En effet, bien d’autres violations de la constitution de la part de nos élus ont lieu, soit de leur propre fait, soit du fait des traités européens de capitulation, qu’il serait long et fastidieux de lister ici.

Il convient de conclure par une proposition constitutionnelle.

CONCLUSION :

Afin de mettre un terme aux viols de sa constitution et afin que la souveraineté de la France, son indépendance et celle de son peuple soient respectées, il apparaît indispensable de proposer au pays, dans les délais les plus brefs, une révision constitutionnelle dans laquelle sera inséré l’article suivant :

Violation de la constitution :

Tout élu, titulaire d’un mandat dans la République, prête solennellement serment oralement et par écrit lors de sa prise de fonctions, de respecter et de défendre la constitution.

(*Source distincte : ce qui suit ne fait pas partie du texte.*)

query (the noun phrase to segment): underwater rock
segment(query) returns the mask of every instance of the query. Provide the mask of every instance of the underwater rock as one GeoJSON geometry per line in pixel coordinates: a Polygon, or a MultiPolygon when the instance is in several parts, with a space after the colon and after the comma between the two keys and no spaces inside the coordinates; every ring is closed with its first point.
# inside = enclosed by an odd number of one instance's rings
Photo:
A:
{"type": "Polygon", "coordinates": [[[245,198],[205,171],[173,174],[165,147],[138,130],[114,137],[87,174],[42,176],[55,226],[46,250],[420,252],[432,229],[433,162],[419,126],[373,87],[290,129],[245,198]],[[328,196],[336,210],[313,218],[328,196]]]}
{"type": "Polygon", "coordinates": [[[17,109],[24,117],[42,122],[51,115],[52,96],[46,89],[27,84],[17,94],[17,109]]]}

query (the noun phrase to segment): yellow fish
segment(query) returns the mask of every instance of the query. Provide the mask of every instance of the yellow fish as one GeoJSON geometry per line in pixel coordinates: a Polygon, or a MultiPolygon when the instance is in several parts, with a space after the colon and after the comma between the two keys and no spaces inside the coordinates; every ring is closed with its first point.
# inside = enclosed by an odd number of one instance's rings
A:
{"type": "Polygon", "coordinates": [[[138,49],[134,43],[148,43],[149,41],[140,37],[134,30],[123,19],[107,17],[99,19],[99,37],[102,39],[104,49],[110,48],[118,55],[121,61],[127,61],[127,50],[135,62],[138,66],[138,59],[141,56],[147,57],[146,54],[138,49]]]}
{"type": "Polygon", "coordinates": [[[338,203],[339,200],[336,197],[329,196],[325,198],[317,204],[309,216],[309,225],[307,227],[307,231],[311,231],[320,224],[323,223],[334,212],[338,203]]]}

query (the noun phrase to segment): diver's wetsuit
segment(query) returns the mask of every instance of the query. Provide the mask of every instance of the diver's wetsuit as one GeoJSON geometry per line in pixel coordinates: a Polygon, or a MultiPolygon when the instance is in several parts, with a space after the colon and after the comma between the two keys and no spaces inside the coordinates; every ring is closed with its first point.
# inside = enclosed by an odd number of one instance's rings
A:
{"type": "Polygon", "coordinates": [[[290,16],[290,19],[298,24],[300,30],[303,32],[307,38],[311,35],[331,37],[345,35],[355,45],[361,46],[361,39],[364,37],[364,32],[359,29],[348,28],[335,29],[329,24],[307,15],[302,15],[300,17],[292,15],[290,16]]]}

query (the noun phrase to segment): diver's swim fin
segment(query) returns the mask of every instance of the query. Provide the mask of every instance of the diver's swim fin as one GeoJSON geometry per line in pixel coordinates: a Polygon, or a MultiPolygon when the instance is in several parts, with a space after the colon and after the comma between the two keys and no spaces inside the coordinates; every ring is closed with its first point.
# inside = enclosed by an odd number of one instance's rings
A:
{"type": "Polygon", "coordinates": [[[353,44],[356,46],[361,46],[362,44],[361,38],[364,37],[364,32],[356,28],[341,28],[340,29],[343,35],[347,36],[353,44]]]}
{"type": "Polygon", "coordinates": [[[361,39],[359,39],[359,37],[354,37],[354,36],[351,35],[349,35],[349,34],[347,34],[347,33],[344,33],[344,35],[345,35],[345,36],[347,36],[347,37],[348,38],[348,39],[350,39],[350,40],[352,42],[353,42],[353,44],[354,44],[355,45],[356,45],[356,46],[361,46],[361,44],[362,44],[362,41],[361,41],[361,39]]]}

Tout élu qui, durant l’exercice de son mandat, aura, d’une façon ou d’une, autre trahi son serment, c’est-à-dire aura été convaincu d’avoir manqué à ses devoirs d’une manière incompatible avec l’exercice de son mandat, en violant la constitution de la République, sera frappé d’inéligibilité à vie.

Bernard Chalumeau

A propos de Bernard Chalumeau

Bernard Chalumeau
Bernard Chalumeau est spécialiste en droit constitutionnel et international. Il est l’initiateur, en 1997, de l’Alliance pour la Souveraineté de la France dont il est le secrétaire général. Ancien Secrétaire départemental (Seine-et-Marne) du MPF de Philippe de Villiers, il avait bâti à l’époque la plus forte fédération après celle de Paris. Il est l’auteur de Rétablir la France ! (La Pensée Universelle, 1996) et co-auteur de Horizon 2015 : la France a-t-elle encore une défense nationale ? (François-Xavier de Guibert, 2000).

3 commentaires

  1. Donc, nous avons déjà le matériel constitutionnel et législatif pour restaurer la France ! Il suffit de rétablir les textes d’origine et de les amender ici où la si nécessaire que pour les renforcer ! Voilà un 1er dossier de réglé !!!
    (Je défends personnellement le principe de l’article 19 de la DDHC dans sa version du 21 avril 1793 rédigée par Robespierre, selon lequel la loi ne sert que le peuple et non le pouvoir).

  2. la position de l’UPR sur les sujets que vous avez abordés, devrait vous plaire, du moins, elles marchent dans le même sens selon moi.

  3. très bon travail qui devrait être fait dans tous les pays européens… La Belgique a vécu coup d’état sur coup d’état constitutionnels depuis trente ans, pour passer sous le joug UE/OTAN complet, asservie, le personnel politique autochtone en étant rendu, s’étant rendu, incompétent pour les grandes options politiques qui engagent le pays. A ce niveau là, c’est de la Haute Trahison de leur part.